Wednesday, January 15, 2014

A Mild Case of Obamacare Schadenfreude

Another foggy morning here in slower Maryland. It's only about 40 F out, but the air is still (at least here at home, the Cove Point site shows 10 knots SE, which suggests a bit of warming before the showers later.

Obamacare Schadenfreude, we have a bit, just a bit, almost too few to mention. From Theo's, this summary of Obamacare:
Obamacare explained!.........................

To insure the uninsured, we first make the insured uninsured and then make them pay more to be insured again so the original uninsured can be insured for free.
From the Daily Caller, how the "brosurance" and "hosurance" ads for the Colorado brand of Obamacare failed to make significant traction with their target audience, the young irresponsibles invincibles":
Here’s David Freddoso, Conservative Intelligence Briefing, on the uselessness of those amazingly dumb “Brosurance” and “Ho-surance” ads:
Unfortunately, if these ads are appealing to anyone, it isn’t the coveted 18-35 demographic. Colorado ranks near the bottom of the heap for signing up young adults, with just 22 percent, even though (by my rough calculations) they make up more than 40 percent of the state’s uninsured population. (Sources: The Census Bureau says 20-34 year olds are 24 percent of the population, which is a low estimate for 18-34, and the state government says that 23 percent of 18 to 35 year olds are uninsured. I used the two data sets to calculate the size of each age group’s uninsured population and divided by the total.)

It’s possible that young people realize they’re being lied to, that they’re getting a raw deal out of this whole debacle. (This scam is based on the idea of fleecing the young and healthy to pay for the whole thing.) It’s also possible that they’re not paying attention and they just don’t care, because it’s boring.
Either way, this is just another piece of evidence that Obamacare is a failure of titanic, not to mention Titanic, proportions. We haven’t hit the iceberg yet, but it’s looming. And our moral, ethical, and intellectual superiors are scrambling around frantically, trying to come up with the perfect configuration of deck chairs.













The ads are the best part of the Superbowl, but I don't automatically go out and buy the Ram truck.

Megan McArdle takes a look a at Administration optimism over the the enrollment data with a gimlet eye:
. . .It is true that the number of young adults enrolled in the program is rising. But eyeballing the graph, I don't see the ratio of young enrollees to overall enrollment rising at all -- if anything, it seems to fall very slightly between the end of Week 9 and Week 13. (There are no numbers to go with the charts, so it’s hard to be entirely sure.)

Of course, the ratio is mostly what we’re worried about, not the number; getting an extra 100,000 young people to sign up while you get an extra 500,000 old people doesn’t improve the stability of the insurance markets -- it makes them more unstable.

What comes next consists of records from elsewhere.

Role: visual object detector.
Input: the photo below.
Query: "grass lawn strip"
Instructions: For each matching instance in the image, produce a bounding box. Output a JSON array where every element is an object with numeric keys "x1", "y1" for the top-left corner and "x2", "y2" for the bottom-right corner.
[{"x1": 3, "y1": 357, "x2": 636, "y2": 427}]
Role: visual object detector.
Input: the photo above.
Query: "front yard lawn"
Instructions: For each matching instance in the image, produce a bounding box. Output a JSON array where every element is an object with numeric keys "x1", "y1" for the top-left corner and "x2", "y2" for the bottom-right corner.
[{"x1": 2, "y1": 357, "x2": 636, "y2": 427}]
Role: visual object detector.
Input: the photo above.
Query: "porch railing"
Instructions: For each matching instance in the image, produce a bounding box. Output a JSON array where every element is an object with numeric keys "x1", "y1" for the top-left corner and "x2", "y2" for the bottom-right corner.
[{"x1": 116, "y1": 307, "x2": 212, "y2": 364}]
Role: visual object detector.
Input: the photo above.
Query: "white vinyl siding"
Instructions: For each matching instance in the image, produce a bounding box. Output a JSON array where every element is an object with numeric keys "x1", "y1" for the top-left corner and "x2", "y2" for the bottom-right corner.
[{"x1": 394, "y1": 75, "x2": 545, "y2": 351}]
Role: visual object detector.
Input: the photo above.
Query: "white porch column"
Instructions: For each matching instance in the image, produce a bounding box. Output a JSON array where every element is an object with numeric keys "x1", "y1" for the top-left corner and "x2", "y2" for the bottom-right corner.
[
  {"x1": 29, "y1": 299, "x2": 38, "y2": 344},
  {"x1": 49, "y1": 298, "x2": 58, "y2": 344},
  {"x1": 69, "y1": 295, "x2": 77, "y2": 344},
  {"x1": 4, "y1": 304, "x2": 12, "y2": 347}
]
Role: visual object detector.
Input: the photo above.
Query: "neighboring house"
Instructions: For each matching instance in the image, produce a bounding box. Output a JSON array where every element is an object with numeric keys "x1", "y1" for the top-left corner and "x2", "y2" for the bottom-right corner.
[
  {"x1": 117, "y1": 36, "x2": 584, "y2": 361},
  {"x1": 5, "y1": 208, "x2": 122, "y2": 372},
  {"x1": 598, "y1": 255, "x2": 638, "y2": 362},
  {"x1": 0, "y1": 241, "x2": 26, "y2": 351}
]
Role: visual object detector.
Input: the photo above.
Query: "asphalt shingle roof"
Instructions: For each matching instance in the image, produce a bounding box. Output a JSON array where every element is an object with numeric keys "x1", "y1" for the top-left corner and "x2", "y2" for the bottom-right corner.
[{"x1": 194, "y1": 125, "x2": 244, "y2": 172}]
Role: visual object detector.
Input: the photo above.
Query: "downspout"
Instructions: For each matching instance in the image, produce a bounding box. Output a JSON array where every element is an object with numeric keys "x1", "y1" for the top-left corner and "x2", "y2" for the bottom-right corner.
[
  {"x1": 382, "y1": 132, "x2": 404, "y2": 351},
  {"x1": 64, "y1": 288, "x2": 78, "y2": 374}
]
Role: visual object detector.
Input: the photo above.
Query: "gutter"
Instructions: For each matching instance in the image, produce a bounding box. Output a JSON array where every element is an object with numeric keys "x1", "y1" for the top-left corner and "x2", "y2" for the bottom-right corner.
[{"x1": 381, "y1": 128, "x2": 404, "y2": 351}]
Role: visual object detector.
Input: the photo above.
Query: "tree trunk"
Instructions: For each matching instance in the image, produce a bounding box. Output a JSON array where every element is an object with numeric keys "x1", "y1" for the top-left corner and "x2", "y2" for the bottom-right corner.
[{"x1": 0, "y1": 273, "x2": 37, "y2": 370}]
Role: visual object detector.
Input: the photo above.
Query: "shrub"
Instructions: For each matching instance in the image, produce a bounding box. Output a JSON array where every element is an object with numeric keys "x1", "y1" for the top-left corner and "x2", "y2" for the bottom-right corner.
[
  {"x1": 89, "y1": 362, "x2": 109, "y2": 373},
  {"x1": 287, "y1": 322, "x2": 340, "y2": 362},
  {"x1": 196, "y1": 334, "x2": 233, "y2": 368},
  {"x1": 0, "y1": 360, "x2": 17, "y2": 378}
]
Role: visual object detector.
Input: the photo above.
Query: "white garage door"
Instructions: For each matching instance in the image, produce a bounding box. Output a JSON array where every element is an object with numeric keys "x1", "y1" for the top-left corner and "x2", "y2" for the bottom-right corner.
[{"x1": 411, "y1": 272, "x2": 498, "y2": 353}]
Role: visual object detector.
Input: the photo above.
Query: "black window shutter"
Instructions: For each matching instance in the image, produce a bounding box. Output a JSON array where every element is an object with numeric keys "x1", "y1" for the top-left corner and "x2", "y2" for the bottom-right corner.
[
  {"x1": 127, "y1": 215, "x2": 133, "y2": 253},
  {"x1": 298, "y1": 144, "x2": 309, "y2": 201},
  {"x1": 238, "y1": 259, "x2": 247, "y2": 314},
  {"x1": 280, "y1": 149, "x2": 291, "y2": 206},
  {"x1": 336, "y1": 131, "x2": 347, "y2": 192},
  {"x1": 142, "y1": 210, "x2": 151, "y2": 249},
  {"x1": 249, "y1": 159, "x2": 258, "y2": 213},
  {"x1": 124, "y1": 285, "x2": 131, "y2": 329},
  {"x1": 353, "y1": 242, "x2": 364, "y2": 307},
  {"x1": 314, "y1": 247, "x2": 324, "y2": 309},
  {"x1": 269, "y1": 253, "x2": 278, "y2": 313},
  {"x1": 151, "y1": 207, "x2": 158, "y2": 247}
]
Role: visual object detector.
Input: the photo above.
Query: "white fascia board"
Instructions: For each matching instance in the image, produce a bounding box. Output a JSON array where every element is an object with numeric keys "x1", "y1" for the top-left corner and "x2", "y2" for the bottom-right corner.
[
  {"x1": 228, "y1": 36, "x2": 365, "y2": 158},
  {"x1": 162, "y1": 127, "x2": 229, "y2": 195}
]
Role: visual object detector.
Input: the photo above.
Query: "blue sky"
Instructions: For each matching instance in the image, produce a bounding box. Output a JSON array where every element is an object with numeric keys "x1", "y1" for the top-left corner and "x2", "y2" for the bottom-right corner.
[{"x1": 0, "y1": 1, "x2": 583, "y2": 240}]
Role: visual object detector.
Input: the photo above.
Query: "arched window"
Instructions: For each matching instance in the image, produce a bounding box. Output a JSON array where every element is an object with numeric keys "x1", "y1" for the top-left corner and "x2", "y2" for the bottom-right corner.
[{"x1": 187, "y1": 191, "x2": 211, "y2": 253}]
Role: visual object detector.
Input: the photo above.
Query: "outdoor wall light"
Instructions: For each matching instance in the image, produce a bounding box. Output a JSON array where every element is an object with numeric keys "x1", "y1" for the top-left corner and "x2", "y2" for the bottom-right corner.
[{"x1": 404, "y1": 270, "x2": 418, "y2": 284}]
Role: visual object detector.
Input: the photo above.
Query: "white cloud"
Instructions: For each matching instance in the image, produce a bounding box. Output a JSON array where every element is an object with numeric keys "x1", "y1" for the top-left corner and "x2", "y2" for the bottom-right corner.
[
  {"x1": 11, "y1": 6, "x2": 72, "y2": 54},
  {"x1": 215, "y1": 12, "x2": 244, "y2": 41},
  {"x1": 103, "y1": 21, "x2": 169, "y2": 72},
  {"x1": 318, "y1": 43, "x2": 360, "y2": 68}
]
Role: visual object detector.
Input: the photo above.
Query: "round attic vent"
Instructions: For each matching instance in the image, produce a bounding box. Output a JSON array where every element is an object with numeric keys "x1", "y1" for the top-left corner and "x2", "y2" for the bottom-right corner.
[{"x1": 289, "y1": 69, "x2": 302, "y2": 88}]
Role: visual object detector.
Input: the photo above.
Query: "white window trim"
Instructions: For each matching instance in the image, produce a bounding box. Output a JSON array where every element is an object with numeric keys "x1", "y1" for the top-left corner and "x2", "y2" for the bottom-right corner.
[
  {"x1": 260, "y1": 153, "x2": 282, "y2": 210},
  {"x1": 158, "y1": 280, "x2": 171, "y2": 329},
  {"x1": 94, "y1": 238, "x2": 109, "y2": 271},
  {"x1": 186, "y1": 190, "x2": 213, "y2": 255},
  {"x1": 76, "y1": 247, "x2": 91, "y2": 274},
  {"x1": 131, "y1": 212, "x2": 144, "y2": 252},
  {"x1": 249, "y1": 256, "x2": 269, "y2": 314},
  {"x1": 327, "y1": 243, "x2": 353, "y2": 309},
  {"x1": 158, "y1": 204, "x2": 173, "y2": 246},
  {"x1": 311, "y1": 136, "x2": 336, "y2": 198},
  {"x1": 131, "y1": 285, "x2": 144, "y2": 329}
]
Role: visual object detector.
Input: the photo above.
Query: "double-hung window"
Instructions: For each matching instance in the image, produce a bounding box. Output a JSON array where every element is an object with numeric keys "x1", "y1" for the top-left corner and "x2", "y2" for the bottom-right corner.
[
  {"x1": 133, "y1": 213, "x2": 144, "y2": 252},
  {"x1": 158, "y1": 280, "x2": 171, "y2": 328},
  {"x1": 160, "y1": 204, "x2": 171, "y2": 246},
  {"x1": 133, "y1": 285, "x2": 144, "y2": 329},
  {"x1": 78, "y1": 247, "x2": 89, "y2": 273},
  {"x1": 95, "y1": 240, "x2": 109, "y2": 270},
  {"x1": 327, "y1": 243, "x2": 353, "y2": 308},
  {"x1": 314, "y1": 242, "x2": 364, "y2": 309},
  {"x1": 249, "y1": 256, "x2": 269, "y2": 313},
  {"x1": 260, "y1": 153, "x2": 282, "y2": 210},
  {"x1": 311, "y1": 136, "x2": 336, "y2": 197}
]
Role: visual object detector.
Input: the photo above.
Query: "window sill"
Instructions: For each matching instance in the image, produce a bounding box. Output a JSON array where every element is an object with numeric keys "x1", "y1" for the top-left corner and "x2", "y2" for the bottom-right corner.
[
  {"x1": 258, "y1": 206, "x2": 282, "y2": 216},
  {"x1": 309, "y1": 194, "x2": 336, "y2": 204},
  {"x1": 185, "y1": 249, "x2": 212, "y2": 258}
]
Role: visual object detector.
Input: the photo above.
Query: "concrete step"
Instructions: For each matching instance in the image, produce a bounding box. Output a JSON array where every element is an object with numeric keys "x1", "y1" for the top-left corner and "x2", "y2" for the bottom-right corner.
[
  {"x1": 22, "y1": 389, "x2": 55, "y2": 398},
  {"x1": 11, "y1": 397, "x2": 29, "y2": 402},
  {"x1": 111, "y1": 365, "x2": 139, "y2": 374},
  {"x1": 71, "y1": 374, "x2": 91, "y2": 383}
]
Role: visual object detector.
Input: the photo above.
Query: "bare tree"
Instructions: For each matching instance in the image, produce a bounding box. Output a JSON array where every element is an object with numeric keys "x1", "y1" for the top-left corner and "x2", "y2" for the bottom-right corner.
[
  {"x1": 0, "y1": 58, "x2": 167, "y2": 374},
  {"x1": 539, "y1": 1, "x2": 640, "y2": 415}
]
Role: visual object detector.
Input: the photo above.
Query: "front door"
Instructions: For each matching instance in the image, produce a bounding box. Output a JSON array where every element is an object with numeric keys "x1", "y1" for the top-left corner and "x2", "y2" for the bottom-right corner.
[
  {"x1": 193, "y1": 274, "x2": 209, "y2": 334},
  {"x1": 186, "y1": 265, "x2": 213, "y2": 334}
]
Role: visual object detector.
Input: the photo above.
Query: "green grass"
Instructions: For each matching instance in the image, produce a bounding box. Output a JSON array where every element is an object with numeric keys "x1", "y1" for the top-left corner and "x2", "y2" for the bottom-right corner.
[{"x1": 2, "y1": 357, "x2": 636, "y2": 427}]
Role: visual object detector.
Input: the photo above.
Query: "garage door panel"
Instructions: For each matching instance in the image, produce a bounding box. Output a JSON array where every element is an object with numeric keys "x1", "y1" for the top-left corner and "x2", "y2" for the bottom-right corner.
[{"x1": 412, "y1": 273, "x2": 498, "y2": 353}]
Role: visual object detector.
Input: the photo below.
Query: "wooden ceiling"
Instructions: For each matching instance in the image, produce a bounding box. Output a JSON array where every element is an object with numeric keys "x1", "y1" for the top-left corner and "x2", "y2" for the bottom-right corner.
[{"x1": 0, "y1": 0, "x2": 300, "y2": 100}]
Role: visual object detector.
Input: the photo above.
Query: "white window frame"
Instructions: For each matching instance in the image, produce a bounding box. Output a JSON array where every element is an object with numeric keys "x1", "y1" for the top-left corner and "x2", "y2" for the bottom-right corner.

Of course, we still have the Massachusetts experience. But the more I think on that, the less confident I am. The chart I swiped from Jonathan Cohn for yesterday’s post shows a positive trend -- but it’s only for Commonwealth Care, the subsidized program, not the overall market. And Massachusetts didn’t, as far as I am aware, have the same rash of mass cancellations, so they only had one enrollment spike, not two, as Garance Franke-Ruta showed in October.

We’re in uncharted territory here. The numbers we have probably aren’t very good guides to the future. But that shouldn’t necessarily make us more confident.
And Mickey Kaus takes on the Washington Post's Wonkblogs assertion the that risk of a "Death Spiral" has passed:
Wonkblog‘s Primal Urge to Reassure Wins Out: In point 4 of his 11 point “Wonkblog” (Headline: “The death of Obamacare’s death spiral”) WaPo‘s Ezra Klein assures his readers:

“The risk of a ‘death spiral‘ is over."

That’s because–he argues–even if the exchanges miss their targets for enrolling young people, it doesn’t matter that much in terms of premium increases.
But then in point 7 of his 11 point blog Klein says:
“‘The health mix of ACA enrollment is much more important than the age mix,’ writes [Larry] Levitt. ‘So far, we’re using age as a stand-in for health. But if all the young people signing up are sick, then the models break down.’"
Right. So if the exchanges miss their health targets–as opposed to their age targets–the risk pool might be so bad insurers would have to raise rates, making it even more difficult to sign up healthy people (“the models break down”). That’s the death spiral. It’s not at all implausible that the sickest young people are signing up and sicker old people are signing up.

Since we don’t know the healthy vs. sick ratio** of those who’ve signed up for Obamacare, the “risk of a ‘death spiral’” is not over.  Point 7 vitiates point 4.